Consumer surveys show confidence has risen to the highs that marked the peaks of prior cycles. But the slump in car sales may be a sign that middle-class consumer confidence may not be as high as it was—or as high as they are telling us it is.
Ethylene is the world’s most important chemical to the manufacturing process. The plastic made from ethylene is used everywhere and for nearly everything in our shopping carts (both virtual and physical) from water bottles to diapers to the product packaging itself. Demand for ethylene by the makers of these products may tell us something about the pace of everyday consumer purchases.
Industrial Production of Ethylene by China
Source: Charles Schwab, Factset, China National Bureau of Statistics, data as of 7/19/2019.
Ethylene is derived from oil, so prices tend to move with oil prices, so it is the volume of ethylene production that we want to watch.
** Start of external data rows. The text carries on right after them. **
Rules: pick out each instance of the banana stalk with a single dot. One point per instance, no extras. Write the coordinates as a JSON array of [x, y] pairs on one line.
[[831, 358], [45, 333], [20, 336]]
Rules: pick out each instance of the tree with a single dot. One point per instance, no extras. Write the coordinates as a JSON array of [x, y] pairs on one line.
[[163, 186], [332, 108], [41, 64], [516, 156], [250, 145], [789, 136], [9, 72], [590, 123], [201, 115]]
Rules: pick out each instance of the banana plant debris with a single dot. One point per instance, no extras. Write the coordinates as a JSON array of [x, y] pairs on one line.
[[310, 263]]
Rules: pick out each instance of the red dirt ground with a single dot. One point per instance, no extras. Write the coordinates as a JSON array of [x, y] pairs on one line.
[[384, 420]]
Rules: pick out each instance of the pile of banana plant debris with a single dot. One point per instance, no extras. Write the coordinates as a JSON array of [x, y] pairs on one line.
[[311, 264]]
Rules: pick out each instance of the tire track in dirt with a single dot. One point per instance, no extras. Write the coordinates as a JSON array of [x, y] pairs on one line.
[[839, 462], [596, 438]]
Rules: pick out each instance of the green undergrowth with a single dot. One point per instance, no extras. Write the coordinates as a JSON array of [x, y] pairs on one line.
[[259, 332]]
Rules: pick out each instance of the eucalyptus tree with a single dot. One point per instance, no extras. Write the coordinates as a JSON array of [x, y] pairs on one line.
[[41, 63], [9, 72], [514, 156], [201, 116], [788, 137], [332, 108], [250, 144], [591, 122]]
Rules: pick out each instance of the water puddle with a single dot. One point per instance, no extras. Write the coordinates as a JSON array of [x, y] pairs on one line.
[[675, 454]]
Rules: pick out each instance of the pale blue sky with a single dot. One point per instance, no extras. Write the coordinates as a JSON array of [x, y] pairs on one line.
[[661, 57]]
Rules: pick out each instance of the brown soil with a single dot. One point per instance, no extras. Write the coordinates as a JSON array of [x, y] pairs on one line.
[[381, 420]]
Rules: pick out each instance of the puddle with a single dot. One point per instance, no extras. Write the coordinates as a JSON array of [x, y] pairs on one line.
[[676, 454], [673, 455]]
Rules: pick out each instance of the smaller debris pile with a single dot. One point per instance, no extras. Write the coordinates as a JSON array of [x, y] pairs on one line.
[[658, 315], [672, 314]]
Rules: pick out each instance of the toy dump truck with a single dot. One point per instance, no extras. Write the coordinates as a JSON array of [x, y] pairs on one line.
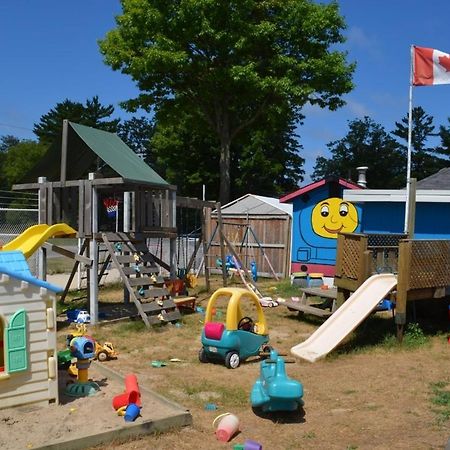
[[104, 352]]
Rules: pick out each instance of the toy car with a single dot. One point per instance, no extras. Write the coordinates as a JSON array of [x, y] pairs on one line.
[[105, 351], [274, 390], [83, 317], [240, 337], [267, 301]]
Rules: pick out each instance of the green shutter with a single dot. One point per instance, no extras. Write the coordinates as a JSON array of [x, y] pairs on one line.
[[16, 343]]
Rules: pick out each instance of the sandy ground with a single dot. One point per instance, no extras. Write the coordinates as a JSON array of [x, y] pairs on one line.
[[358, 398], [31, 427]]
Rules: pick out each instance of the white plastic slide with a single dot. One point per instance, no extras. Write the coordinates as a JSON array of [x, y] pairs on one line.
[[346, 318]]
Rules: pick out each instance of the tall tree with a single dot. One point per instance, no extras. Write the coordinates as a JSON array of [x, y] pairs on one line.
[[137, 133], [7, 141], [425, 159], [230, 60], [443, 150], [366, 144], [265, 161], [92, 114], [20, 159]]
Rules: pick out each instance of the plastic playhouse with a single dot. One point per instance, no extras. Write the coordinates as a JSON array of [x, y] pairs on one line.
[[240, 336]]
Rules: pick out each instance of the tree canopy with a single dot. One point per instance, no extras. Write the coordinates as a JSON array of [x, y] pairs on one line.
[[91, 114], [230, 62], [366, 144], [425, 158]]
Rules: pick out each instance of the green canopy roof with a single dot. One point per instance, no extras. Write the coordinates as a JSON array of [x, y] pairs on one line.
[[84, 146]]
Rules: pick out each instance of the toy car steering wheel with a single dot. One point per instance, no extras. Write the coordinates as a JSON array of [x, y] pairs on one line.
[[246, 324]]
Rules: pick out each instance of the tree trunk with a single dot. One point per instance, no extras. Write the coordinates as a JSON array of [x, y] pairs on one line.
[[225, 159]]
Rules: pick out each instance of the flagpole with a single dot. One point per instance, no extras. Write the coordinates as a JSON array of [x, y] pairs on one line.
[[408, 165]]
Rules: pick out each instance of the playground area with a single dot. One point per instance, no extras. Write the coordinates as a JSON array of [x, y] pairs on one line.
[[369, 393]]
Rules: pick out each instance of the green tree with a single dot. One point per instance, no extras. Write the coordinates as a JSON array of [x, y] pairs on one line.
[[443, 150], [92, 114], [425, 159], [265, 161], [8, 141], [137, 133], [366, 144], [20, 159], [230, 61]]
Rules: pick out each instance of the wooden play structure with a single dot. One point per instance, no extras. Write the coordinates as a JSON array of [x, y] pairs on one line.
[[422, 268], [145, 208], [28, 362]]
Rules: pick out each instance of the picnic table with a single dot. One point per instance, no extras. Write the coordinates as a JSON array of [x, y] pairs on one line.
[[325, 306]]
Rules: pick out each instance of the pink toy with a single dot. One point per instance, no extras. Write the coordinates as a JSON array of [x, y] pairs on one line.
[[227, 427], [131, 394], [214, 330]]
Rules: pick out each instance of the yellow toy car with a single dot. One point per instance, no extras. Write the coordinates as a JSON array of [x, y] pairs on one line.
[[240, 336]]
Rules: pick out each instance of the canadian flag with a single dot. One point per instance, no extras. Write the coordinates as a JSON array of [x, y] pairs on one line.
[[430, 67]]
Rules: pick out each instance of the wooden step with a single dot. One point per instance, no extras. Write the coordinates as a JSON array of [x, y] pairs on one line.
[[171, 316], [154, 293], [128, 259], [154, 306], [141, 281], [131, 270]]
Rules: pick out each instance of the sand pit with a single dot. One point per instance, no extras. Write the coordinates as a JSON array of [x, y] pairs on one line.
[[83, 422]]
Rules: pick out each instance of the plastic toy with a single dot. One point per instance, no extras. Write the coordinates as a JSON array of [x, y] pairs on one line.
[[228, 426], [274, 390], [132, 393], [105, 352], [240, 337], [82, 348]]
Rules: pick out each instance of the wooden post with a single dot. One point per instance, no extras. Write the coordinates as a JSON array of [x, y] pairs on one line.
[[404, 263], [64, 146], [42, 211], [171, 211], [93, 253], [205, 246], [411, 207], [222, 246]]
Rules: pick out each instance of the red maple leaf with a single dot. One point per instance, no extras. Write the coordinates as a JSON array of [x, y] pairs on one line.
[[444, 61]]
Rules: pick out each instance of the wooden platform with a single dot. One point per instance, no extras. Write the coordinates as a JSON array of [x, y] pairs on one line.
[[185, 302], [321, 309]]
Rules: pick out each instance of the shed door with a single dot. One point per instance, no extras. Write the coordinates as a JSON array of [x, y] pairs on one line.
[[16, 343]]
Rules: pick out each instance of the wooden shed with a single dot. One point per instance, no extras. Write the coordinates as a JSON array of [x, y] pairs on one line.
[[259, 229]]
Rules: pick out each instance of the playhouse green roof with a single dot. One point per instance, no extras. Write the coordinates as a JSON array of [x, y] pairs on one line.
[[85, 145]]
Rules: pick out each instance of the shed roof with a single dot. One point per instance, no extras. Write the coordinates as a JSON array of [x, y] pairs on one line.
[[317, 184], [84, 146], [438, 181], [256, 205], [13, 264]]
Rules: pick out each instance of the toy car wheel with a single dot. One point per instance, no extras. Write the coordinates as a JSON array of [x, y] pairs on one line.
[[232, 360], [202, 355], [102, 356]]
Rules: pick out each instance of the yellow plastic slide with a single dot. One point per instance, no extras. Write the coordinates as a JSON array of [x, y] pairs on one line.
[[32, 238]]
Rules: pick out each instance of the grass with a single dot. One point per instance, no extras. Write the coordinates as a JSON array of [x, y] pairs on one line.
[[440, 399]]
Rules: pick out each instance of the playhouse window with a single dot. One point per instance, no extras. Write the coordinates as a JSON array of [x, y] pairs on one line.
[[2, 346], [13, 344]]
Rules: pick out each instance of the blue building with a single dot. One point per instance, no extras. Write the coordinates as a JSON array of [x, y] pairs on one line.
[[319, 214]]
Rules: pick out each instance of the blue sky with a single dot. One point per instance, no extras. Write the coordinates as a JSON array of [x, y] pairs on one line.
[[49, 52]]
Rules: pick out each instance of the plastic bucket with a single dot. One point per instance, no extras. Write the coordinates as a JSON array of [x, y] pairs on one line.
[[132, 412], [227, 427]]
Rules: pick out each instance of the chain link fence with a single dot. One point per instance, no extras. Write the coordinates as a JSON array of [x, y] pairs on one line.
[[18, 211]]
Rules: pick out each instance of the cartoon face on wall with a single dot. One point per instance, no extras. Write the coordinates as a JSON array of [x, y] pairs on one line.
[[332, 216]]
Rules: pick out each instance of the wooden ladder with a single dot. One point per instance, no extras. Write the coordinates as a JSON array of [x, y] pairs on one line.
[[138, 270]]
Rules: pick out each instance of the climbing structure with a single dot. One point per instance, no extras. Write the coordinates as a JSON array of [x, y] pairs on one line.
[[139, 272]]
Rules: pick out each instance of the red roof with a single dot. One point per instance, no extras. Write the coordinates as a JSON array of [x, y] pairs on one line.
[[317, 184]]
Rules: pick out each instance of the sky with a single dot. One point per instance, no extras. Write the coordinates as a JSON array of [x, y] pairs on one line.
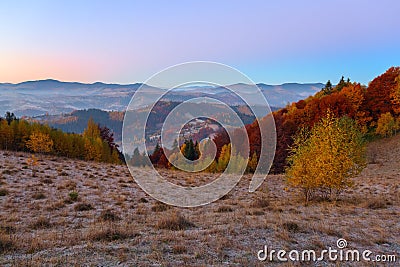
[[273, 42]]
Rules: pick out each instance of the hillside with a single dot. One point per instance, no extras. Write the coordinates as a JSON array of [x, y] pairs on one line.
[[111, 221], [35, 98]]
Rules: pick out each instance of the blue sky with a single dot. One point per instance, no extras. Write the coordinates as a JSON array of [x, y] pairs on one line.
[[128, 41]]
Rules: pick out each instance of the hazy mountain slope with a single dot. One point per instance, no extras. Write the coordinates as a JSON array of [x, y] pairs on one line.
[[34, 98]]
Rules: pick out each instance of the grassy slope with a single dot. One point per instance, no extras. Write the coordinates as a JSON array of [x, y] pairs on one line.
[[39, 223]]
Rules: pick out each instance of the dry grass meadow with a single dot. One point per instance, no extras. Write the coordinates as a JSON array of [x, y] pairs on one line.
[[75, 213]]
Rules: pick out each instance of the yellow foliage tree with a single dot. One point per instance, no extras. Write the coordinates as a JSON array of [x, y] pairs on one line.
[[39, 143], [323, 160], [395, 96], [387, 125]]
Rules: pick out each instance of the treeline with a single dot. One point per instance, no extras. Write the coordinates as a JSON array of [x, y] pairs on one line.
[[96, 143], [375, 109], [191, 151]]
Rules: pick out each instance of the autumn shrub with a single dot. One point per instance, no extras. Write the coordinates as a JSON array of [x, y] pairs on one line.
[[323, 160], [3, 192], [174, 222], [73, 196]]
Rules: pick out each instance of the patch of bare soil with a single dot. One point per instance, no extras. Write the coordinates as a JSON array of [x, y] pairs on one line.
[[83, 213]]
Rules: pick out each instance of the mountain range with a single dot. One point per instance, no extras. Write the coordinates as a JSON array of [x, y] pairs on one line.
[[33, 98]]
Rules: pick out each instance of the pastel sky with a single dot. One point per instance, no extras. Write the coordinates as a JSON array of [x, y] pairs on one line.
[[128, 41]]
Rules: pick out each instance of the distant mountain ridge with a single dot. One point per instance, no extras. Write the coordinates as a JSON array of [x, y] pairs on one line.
[[33, 98]]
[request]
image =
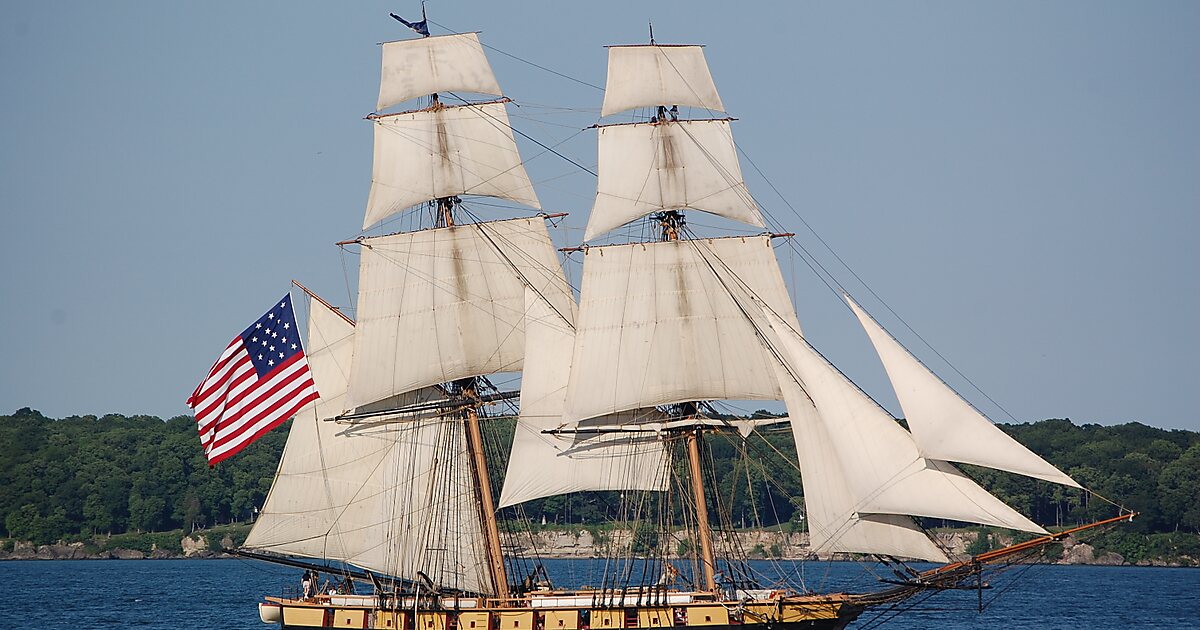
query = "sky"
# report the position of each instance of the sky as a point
(1019, 183)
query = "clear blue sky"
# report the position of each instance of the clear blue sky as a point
(1019, 180)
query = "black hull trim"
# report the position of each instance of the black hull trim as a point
(815, 624)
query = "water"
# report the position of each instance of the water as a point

China, in particular, makes a lot of everyday products for the rest of the world and despite the trade worries and a focus on limiting single-use plastics, China’s import volume and production of ethylene is up from a year ago as of June. Ethylene isn’t giving us any signs of slower demand for consumer products or packaging. So it appears from this indicator that the world’s middle-class consumers are not yet limiting their purchases of everyday products.
The amount of money sent by immigrants back to their home countries to support family members, known as remittances, is a way to track the fortunes of some of those on the opposite end of the economic spectrum from the racehorse buying super-rich.
Worldwide remittances to emerging market countries continue to grow at a solid pace, after eclipsing the 2008 peak in 2017 and reaching a record high of $529 billion in 2018). This remittance data is collected by the World Bank and the central banks of many developing countries where remittances amount to more than 10% of GDP (ex. Philippines, Guatemala) and countries that receive the largest amount of remittances (India, Mexico). We can see the steady rise for remittances to Mexico in the chart below.
Remittances on the rise
Source: Charles Schwab, World Bank data as of 7/19/2019.
The rising pace of remittances suggests a still vibrant economic environment for these workers.
Race horses might be sending a warning signal and car sales are weak, but demand for the plastic products we use every day and remittances continue to look solid. So what might central bank rate cuts do to aid the consumer? Well, cuts may help lower financing costs for cars, which have risen significantly over the past two years of rate increases, as you can see in the chart below. That might help to turn around the decline in auto purchases.
Average interest rate for U.S. auto loans of 60 months
Source: Charles Schwab, FRED Economic Data as of 7/19/2019.
However, rate cuts alone may do little to stave off the deepening recession in global manufacturing and slide in earnings that could begin to weigh on jobs. While there are no worldwide totals, U.S.-based employers have announced the most job cuts in the first half of this year since the financial crisis in 2009, jumping 35% from last year, according to a widely-watched report from global outplacement and business and executive coaching firm Challenger Gray & Christmas. A weakening job market could slow consumer purchases of everyday items and remittances.
We will continue to watch these four alternative measures, and other economic indicators, as the Fed and other central banks take efforts to support growth in the second half of this year.